Delville Wood, sometimes known as Devil’s Wood was next, where the fighting was particularly ferocious. The majority of the wood was eventually taken by South African soldiers on the 15 July 1916 and they held on grimly during numerous German counter attacks, until they were relieved six days later. Today there is very little sign of any battle, only row upon row of well-tended graves. This is a memorial to those who died, rather than to those with no known grave. There are no panels listing the names of the missing, but instead all names are written in a book kept at the Delville Wood Museum, which is dedicated to the many 1,000s of South African soldiers who fought.

Following a tour of the Delville Wood Cemetery and a brief opportunity to top up our water bottles, we set off again to cover more miles and move ever closer to our final destination at Thiepval. Before this however, we would stop again at the Memorial at Pozieres. This ride was after all to remember the cycling soldiers of the Somme and I, along with another rider, Julie Williams-Porter, were asked to lay a wreath on behalf of British Cycling. A short service was held by the cycling chaplain, the Very Reverend Geoffrey Marshall, prayers were said and together Julie and I fought back the tears and laid the wreath with great honour and pride in our hearts.

John Moore laying a wreath on behalf of British Cycling.

John Moore laying a wreath on behalf of British Cycling.

Bob Howden, British Cycling President quoted: “In honour of those who made the greatest sacrifice as part of the Army Cyclist Corps, we are forever indebted and will always remember them.”
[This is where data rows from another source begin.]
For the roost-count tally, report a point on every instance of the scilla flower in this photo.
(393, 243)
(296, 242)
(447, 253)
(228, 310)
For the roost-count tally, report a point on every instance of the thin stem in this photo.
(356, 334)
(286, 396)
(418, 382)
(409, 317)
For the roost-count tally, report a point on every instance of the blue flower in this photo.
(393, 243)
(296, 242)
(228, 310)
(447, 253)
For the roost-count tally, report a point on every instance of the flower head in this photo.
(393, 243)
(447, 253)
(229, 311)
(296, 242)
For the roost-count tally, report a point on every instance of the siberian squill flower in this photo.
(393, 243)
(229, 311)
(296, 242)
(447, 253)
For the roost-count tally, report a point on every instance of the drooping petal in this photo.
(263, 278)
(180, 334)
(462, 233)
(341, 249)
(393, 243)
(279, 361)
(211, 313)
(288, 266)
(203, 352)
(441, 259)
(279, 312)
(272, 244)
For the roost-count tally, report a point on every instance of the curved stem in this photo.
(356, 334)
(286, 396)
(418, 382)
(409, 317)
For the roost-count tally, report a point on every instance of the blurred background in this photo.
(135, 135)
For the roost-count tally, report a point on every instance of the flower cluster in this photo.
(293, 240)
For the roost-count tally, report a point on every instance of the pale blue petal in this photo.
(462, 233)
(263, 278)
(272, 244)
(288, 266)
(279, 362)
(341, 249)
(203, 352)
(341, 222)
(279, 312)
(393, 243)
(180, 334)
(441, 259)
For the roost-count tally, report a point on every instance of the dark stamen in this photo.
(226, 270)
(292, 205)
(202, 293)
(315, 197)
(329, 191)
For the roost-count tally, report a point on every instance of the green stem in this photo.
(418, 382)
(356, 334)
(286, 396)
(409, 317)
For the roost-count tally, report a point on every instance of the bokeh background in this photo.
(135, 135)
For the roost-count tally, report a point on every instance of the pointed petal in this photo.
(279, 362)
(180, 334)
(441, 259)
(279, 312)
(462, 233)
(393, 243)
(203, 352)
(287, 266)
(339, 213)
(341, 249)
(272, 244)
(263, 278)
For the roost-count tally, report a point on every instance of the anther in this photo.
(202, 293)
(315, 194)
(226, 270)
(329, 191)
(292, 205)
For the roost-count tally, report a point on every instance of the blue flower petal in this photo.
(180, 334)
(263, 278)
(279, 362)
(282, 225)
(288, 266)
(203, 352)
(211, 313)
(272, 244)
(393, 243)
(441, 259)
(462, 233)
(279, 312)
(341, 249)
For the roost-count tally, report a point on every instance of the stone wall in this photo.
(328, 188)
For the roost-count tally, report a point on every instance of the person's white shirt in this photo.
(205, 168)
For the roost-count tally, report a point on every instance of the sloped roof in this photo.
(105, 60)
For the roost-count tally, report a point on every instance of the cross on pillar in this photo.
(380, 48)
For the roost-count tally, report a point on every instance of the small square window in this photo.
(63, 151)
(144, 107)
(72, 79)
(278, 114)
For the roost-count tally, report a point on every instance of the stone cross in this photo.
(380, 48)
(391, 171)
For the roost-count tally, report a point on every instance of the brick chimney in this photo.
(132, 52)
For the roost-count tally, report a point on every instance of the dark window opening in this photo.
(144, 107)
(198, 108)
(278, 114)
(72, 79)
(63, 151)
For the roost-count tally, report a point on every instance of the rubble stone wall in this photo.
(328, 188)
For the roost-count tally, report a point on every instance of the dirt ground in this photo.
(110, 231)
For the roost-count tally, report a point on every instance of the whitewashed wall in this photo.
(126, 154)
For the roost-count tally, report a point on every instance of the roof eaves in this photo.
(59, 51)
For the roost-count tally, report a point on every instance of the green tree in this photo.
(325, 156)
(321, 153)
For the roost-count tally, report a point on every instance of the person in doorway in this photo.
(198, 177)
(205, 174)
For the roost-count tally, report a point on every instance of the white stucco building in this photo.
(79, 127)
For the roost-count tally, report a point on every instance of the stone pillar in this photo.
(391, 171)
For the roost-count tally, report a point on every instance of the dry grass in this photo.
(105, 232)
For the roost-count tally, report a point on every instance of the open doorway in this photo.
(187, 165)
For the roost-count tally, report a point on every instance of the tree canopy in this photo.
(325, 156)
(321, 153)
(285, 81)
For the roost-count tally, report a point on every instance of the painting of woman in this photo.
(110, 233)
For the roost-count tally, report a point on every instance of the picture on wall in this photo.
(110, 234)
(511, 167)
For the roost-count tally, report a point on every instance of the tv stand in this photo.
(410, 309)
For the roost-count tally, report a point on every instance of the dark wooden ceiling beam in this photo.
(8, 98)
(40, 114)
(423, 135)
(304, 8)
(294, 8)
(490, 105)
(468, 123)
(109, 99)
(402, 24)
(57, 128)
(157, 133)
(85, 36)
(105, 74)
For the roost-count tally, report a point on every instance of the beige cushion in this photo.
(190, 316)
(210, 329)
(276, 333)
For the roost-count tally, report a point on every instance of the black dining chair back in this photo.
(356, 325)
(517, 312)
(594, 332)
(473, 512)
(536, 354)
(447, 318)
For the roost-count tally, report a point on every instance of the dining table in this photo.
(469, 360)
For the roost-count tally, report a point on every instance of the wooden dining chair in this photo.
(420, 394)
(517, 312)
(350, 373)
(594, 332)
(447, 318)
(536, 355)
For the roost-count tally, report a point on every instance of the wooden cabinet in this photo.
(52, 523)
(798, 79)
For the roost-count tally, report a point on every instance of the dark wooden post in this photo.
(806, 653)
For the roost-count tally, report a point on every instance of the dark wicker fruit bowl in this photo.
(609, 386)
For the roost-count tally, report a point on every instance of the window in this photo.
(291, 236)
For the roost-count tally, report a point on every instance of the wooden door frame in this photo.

The Ulster Memorial was next and specifically the café to the rear of the tower where a light lunch of soup and bread was gratefully received by all. With the sun high in the sky, the café all but sold out of ice cream too and it never tasted so good, as we rested, chatted and took in the sights and information surrounding another glorious memorial.

There was to be only one more stop on our commemorative journey, the culmination of our ride at the Thiepval Memorial to the 72,246 missing British Empire servicemen of the Somme. We had visited half a dozen cemeteries and memorials; we had shed some tears and shared some hugs of support. Emotional doors had been opened and others had been closed, but despite everything we had been through, nothing could prepare us for the enormity of the Thiepval Memorial and the emotion we shared together and as individuals in our own way. A memorial service was held and followed by readings from some of our group, individuals were remembered, hymns were sung and prayers were said.

Throughout the journey we were accompanied by a production team from the BBC and Helen Skelton, who had joined us to cycle parts of the ride and to produce a program for Countryfile, which may be transmitted on 13 November.

I would like to extend my heartfelt thanks to all brethren of the Warrington Masonic Group and to all for their support. I would advise anybody that if they haven’t already done so, please take the time to visit, to pay your respects and to be truly humbled by those who gave their todays for our tomorrows.

My final thoughts were those from ‘For the Fallen’ by Robert Laurence Binyon (1914): “They shall grow not old, as we that are left grow old: Age shall not weary them, nor the years condemn. At the going down of the sun and in the morning. We will remember them.”

Cyclists marching into the Thiepval Memorial.

Cyclists marching into the Thiepval Memorial.

Now that all the sponsorships are in, John and Dave are pleased to say thanks to everyone who supported them and are proud to announce the total figure raised by them is over £4,300 in aid of SAAFA.